In [51]:
from pandas import read_csv
import numpy as np
import matplotlib.pyplot as plt
from scipy.stats import pearsonr


In [11]:
table=read_csv('emoji_table.csv')
table.head()

Unnamed: 0,unicode,emoji,name,anger,anticipation,disgust,fear,joy,sadness,surprise,trust
0,1F308,🌈,rainbow,0.0,0.28,0.0,0.0,0.69,0.06,0.22,0.33
1,1F319,🌙,crescent moon,0.0,0.31,0.0,0.0,0.25,0.0,0.06,0.25
2,1F31A,🌚,new moon face,0.06,0.08,0.17,0.06,0.42,0.19,0.06,0.11
3,1F31E,🌞,sun with face,0.0,0.22,0.0,0.0,0.78,0.0,0.11,0.22
4,1F31F,🌟,glowing star,0.0,0.28,0.0,0.0,0.53,0.0,0.25,0.31


## 1)

In [12]:
table[['unicode','emoji','name']]

Unnamed: 0,unicode,emoji,name
0,1F308,🌈,rainbow
1,1F319,🌙,crescent moon
2,1F31A,🌚,new moon face
3,1F31E,🌞,sun with face
4,1F31F,🌟,glowing star
...,...,...,...
145,2757,❗,exclamation mark
146,2764,❤,red heart
147,27A1,➡,right arrow
148,2B05,⬅,left arrow


## 2)

In [47]:
emotions=list(table.columns[-8:])
emoticons=list(table['name'])
off_scores=np.array(table[emotions])

In [48]:
def cosine_similarity(a,b):
    return np.dot(a, b)/(np.linalg.norm(a)*np.linalg.norm(b))

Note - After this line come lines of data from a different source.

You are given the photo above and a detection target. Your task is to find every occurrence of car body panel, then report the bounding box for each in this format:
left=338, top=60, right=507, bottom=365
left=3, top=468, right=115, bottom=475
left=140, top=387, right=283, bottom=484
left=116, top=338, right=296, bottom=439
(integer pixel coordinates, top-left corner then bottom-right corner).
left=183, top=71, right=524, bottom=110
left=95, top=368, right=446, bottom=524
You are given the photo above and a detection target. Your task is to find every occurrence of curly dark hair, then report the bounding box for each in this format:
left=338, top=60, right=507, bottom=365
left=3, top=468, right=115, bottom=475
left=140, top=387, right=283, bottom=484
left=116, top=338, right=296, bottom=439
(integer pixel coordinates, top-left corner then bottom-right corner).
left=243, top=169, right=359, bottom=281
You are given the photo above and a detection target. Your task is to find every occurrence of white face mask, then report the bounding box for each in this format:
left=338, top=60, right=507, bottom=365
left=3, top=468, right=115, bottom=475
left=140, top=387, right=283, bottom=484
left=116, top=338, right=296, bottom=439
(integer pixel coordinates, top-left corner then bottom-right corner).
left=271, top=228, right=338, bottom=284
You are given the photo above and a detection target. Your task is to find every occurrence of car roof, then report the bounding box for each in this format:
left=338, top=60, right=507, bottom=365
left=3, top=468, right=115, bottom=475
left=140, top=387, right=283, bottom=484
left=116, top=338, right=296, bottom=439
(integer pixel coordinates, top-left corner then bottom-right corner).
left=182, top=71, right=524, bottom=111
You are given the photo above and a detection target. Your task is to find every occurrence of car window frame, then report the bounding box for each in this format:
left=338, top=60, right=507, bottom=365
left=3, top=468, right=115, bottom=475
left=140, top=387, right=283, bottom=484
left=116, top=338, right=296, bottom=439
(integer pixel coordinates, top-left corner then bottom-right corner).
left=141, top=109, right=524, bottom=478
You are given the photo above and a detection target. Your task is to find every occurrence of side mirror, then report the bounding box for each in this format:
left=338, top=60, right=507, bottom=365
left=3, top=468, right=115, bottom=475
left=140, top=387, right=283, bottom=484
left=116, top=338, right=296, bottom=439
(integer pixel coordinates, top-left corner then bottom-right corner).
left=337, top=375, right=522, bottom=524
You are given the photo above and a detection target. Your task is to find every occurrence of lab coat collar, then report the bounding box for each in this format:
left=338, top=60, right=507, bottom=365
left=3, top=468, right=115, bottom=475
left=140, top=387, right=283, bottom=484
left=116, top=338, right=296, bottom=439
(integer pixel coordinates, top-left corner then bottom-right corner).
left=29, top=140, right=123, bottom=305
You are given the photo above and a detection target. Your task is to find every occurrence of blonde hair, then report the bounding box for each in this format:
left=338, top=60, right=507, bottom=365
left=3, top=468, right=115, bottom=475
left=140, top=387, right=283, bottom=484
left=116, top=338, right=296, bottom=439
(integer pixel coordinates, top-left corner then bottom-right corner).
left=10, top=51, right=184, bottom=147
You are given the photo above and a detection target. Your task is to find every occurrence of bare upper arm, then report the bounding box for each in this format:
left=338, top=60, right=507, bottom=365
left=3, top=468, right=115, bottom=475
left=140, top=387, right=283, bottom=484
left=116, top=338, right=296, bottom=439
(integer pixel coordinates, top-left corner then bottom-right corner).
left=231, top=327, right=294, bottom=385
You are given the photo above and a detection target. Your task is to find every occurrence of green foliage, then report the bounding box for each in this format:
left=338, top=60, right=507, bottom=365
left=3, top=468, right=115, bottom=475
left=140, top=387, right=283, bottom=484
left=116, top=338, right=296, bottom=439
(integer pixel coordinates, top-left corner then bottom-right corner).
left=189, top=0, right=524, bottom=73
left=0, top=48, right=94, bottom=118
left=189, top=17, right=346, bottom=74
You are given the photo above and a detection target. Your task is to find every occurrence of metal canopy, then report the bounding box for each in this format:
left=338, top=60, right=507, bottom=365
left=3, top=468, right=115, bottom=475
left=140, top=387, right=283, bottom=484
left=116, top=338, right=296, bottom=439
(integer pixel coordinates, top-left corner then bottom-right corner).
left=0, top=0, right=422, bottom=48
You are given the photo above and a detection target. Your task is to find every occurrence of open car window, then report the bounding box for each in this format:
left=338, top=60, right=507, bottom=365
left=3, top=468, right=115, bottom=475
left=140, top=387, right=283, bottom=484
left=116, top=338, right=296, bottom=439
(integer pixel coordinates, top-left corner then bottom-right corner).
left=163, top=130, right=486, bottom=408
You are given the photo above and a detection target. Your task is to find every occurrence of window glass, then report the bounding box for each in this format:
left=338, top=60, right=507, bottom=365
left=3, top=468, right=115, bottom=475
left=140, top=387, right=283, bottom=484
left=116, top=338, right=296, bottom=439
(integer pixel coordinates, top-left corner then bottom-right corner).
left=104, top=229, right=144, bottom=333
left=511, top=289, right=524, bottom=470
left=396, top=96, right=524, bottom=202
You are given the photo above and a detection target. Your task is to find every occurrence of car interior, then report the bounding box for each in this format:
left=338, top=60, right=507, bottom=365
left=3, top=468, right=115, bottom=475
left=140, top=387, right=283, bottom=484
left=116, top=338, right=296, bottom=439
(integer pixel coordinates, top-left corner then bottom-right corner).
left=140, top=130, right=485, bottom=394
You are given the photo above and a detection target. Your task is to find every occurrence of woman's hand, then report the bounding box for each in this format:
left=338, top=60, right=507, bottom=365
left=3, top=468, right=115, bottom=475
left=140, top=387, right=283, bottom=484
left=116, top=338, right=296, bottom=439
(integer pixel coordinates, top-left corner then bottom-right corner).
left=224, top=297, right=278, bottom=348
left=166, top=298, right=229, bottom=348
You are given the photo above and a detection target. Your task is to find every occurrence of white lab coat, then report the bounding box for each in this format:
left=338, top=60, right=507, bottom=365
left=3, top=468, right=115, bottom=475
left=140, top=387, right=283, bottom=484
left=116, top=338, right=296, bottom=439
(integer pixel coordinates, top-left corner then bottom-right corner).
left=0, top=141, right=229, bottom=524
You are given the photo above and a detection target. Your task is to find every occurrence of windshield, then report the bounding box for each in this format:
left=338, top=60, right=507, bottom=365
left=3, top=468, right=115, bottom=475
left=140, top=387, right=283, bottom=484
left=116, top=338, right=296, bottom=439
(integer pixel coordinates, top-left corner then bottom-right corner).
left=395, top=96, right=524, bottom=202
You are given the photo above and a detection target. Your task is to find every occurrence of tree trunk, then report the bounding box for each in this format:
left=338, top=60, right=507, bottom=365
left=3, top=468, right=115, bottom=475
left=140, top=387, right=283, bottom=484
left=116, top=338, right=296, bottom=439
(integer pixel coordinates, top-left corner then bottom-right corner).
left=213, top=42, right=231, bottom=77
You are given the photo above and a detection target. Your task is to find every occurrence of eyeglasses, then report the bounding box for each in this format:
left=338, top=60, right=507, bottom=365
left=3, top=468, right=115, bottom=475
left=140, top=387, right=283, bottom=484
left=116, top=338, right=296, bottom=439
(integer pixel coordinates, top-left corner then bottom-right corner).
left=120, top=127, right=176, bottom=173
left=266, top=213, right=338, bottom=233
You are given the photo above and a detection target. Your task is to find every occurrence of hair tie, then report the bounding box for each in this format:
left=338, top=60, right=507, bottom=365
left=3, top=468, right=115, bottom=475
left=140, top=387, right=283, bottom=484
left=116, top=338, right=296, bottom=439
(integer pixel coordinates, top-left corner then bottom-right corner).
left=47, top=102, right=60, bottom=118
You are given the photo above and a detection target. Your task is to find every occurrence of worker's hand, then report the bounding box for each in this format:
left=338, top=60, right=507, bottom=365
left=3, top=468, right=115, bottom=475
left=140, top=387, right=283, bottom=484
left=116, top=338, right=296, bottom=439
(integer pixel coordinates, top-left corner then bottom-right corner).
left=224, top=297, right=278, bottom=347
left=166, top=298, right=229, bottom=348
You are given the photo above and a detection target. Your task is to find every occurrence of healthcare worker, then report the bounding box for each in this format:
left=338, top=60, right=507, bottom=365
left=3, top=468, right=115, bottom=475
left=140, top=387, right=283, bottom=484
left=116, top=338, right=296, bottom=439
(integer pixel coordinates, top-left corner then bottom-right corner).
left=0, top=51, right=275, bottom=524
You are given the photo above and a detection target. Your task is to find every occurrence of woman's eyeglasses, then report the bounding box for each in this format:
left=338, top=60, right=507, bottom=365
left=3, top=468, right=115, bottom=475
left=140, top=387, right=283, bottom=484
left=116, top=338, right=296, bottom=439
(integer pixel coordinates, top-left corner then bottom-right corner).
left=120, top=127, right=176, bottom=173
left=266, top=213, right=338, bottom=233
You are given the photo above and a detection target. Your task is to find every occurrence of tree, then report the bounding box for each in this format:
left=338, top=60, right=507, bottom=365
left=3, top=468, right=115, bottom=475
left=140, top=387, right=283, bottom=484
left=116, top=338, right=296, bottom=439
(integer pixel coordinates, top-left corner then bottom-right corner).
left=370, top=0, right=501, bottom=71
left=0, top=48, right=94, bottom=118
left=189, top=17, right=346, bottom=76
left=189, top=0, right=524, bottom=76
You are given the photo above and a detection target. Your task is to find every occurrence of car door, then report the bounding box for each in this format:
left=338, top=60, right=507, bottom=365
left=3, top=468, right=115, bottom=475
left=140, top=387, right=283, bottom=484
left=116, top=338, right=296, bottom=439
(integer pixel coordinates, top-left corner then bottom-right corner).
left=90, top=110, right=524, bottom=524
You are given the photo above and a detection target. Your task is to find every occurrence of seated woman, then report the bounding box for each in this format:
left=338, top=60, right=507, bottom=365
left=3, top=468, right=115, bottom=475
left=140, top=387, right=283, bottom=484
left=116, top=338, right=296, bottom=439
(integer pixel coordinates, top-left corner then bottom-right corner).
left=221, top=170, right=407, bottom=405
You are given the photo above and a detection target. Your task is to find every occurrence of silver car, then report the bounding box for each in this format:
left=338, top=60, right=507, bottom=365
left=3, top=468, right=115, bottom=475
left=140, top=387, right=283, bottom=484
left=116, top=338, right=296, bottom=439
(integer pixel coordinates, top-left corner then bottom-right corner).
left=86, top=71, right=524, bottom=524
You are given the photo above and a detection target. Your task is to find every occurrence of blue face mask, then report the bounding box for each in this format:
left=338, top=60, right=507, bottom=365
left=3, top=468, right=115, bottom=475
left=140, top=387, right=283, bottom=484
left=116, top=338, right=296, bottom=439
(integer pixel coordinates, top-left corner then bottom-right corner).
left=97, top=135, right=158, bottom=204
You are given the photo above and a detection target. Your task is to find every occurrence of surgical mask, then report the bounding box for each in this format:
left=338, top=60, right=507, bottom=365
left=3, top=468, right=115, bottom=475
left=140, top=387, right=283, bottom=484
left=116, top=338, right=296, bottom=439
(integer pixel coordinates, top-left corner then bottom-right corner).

def calculate_model_scores(emotions, emoticons, embed_fun):
    scores=np.zeros([len(emoticons),len(emotions)])
    emotions_vec=[embed_fun(emo) for emo in emotions]
    for i,emoticon in enumerate(emoticons):
        emoticon_vec=embed_fun(emoticon)
        scores[i]=[cosine_similarity(emoticon_vec,emovec) for emovec in emotions_vec]
    return scores

In [54]:
w2v_embed_fun=lambda x: np.random.random(5)
word2vec_scores=calculate_model_scores(emotions,emoticons, w2v_embed_fun)

In [59]:
[pearsonr(off_scores[:,i],word2vec_scores[:,i]) for i in range(8)]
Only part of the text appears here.